Preferably, the VEGF-2 construct will comprise a VEGF-2 polynucleotide operably inserted into the pVGI.1 plasmid, as illustrated in
The VEGF-2 construct can be delivered to the interstitial space of tissues within the an animal, including of muscle, skin, brain, lung, liver, spleen, bone marrow, thymus, heart, lymph, blood, bone, cartilage, pancreas, kidney, gall bladder, stomach, intestine, testis, ovary, uterus, rectum, nervous system, eye, gland, and connective tissue. Interstitial space of the tissues comprises the intercellular fluid, mucopolysaccharide matrix among the reticular fibers of organ tissues, elastic fibers in the walls of vessels or chambers, collagen fibers of fibrous tissues, or that same matrix within connective tissue ensheathing muscle cells or in the lacunae of bone. It is similarly the space occupied by the plasma of the circulation and the lymph fluid of the lymphatic channels. They may be conveniently delivered by injection into the tissues comprising these cells. They are preferably delivered to and expressed in persistent, non-dividing cells which are differentiated, although delivery and expression may be achieved in non-differentiated or less completely differentiated cells, such as, for example, stem cells of blood or skin fibroblasts. Preferably, they are delivered by direct injection into the artery.

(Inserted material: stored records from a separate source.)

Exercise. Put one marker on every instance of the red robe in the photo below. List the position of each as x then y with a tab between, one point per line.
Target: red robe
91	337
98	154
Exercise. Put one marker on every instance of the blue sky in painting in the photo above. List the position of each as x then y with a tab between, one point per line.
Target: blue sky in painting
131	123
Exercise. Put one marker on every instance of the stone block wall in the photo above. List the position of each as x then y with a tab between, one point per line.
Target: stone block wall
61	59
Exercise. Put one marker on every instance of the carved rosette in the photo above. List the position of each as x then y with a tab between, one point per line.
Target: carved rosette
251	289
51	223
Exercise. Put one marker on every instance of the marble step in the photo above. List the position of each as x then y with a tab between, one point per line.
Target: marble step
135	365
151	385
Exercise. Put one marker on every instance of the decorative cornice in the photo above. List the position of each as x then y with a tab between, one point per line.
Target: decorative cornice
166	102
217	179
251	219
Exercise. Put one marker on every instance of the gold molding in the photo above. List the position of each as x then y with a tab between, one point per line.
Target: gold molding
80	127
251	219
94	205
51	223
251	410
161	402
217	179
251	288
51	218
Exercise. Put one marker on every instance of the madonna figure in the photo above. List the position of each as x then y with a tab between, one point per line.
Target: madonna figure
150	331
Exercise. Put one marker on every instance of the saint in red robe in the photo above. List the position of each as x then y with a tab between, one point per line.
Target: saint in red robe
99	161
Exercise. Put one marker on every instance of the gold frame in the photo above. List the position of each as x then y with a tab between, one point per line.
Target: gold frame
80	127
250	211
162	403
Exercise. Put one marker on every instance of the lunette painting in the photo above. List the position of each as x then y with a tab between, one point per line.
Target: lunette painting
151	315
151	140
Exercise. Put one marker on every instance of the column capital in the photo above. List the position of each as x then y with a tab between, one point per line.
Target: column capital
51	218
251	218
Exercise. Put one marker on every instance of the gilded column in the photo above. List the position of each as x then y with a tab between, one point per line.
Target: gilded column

For the naked polynucleotide injection, an effective dosage amount of DNA or RNA will be in the range of from about 0.05 g/kg body weight to about 50 mg/kg body weight. Preferably the dosage will be from about 0.005 mg/kg to about 20 mg/kg and more preferably from about 0.05 mg/kg to about 5 mg/kg. Of course, as the artisan of ordinary skill will appreciate, this dosage will vary according to the tissue site of injection. The appropriate and effective dosage of nucleic acid sequence can readily be determined by those of ordinary skill in the art and may depend on the condition being treated and the route of administration. The preferred route of administration is by the parenteral route of injection into the interstitial space of tissues, or directly into arteries. However, other parenteral routes may also be used, such as, inhalation of an aerosol formulation particularly for delivery to lungs or bronchial tissues, throat or mucous membranes of the nose. In addition, naked VEGF-2 constructs can be delivered to arteries during angioplasty by the catheter used in the procedure.
The dose response effects of injected VEGF-2 polynucleotide construct in arteries in vivo is determined as follows. Suitable template DNA for production of mRNA coding for VEGF-2 is prepared in accordance with a standard recombinant DNA methodology. The template DNA, which may be either circular or linear, is either used as naked DNA or complexed with liposomes. The arteries of rabbits are then injected with various amounts of the template DNA.
Hindlimb ischemia in rabbits is surgically induced, as described in Example 18. Immediately following this, five different sites in the adductor (2 sites), medial large (2 sites), and semimembranous muscles (1 site) are injected directly with plasmid DNA encoding VEGF-2 using a 3 ml syringe and 2-gauge needle advanced through a small skin incision. The skin is then closed using 4.0 nylon.
The ability to rescue hindlimb ischemia is determined by measuring the number of capillaries in light microsopic sections taken from the treated hindlimbs, compared to ischemic hindlimbs from untreated rabbits, measurement of calf blood pressure, and intra-arterial Doppler guidewire measurement of flow velocity (Takeshita et al., J. Clin. Invest. 93:662–670 (1994)). The results of the above experimentation in rabbits can be use to extrapolate proper dosages and other treatment parameters in humans and other animals using VEGF-2 polynucleotide naked DNA.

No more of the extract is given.